We need to get serious here. Since when did HC II’s in Uganda develop the capacity to treat acute pneumonia? Or did the team at the HC II fail even to appreciate that acute pneumonia was beyond their reach?


I listened to the Director General talk of increased surveillance and tracking of contacts in Namisindwa and Mbale districts but I didn’t hear him talk of investigating both the health workers at Wasungui HC II and Hospice Center in Mbale.


For instance, is Wasungui HC II manned by qualified health personnel? And if so, were the qualified personnel present at the facility for all the period the patient was in their custody? These questions beg for answers because considering all the publicity given to the symptoms of corona virus any health worker his salt should have been able to clinically suspect that the deceased had the virus.


To make a bad situation worse, the patient was referred to Hospice Center Mbale for treatment of what? Since when did government develop a policy that referrals from lower health centers go to private hospitals? This too must be investigated.

Now Hospice Center Mbale, the one I know lacks a well-equipped Intensive Care Unit (ICU) where a patient with difficulty in breathing could have been taken. The question now is; why did Hospice Center Mbale accept to manage a case obviously beyond their capacity?

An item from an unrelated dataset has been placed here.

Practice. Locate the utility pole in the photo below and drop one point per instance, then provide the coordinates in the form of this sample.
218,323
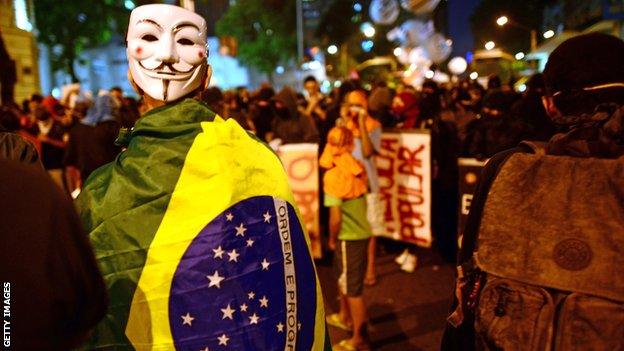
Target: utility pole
300,31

And if Hospice Mbale has trained doctors how comes they could fail to see the obvious symptoms the patient showed? Can the Ministry of Health investigate and find out the health workers who received and managed this case at Hospice Center Mbale. The purpose of which is to find out whether these health workers are qualified.


The Ministry of Health should not and should never hide its head in the sand because this death is not only shaming, it is barbaric! How can a patient die simply because the health workers could not even clinically diagnose a case that was so so symptomatic!!!


My conviction is that if the deceased had been managed well and brought to Mbale Regional Referral Hospital where there is a trained team and equipment; Uganda’s record would never have been broken in such a manner.



The MOH Presser



Mwebase said earlier reports had indicated that the deceased was not a Ugandan, which was not true. Further investigations have since established that she was a Ugandan from Manafwa, Bubulo East, Namabya- Namunyali- Sisongofwa in Namisindwa District.


Namisindwa District is bordered by Bududa District to the north, Kenya to the east and south, Tororo District to the south-west, and Manafwa District to the west.


The deceased was initially admitted to Wasungui HC II on Wednesday, 15th July, 2020 and treated for severe pneumonia. However, on Monday, 20th July, 2020, she was transferred to Joy Hospice health facility, in Mbale District, where she was isolated in the female ward.


While in isolation, the patient’s condition deteriorated with difficulty in breathing, cough, chills and headache. She passed on on Tuesday 21st July, 2020 at 2.00am.

The postmortem samples from the deceased were confirmed positive for SARS-COV-2 by 4 laboratories at UVRI, CPHL, Tororo and Makerere. In addition, findings at postmortem showed features of acute pneumonia, findings that are consistent with COVID-19 infection.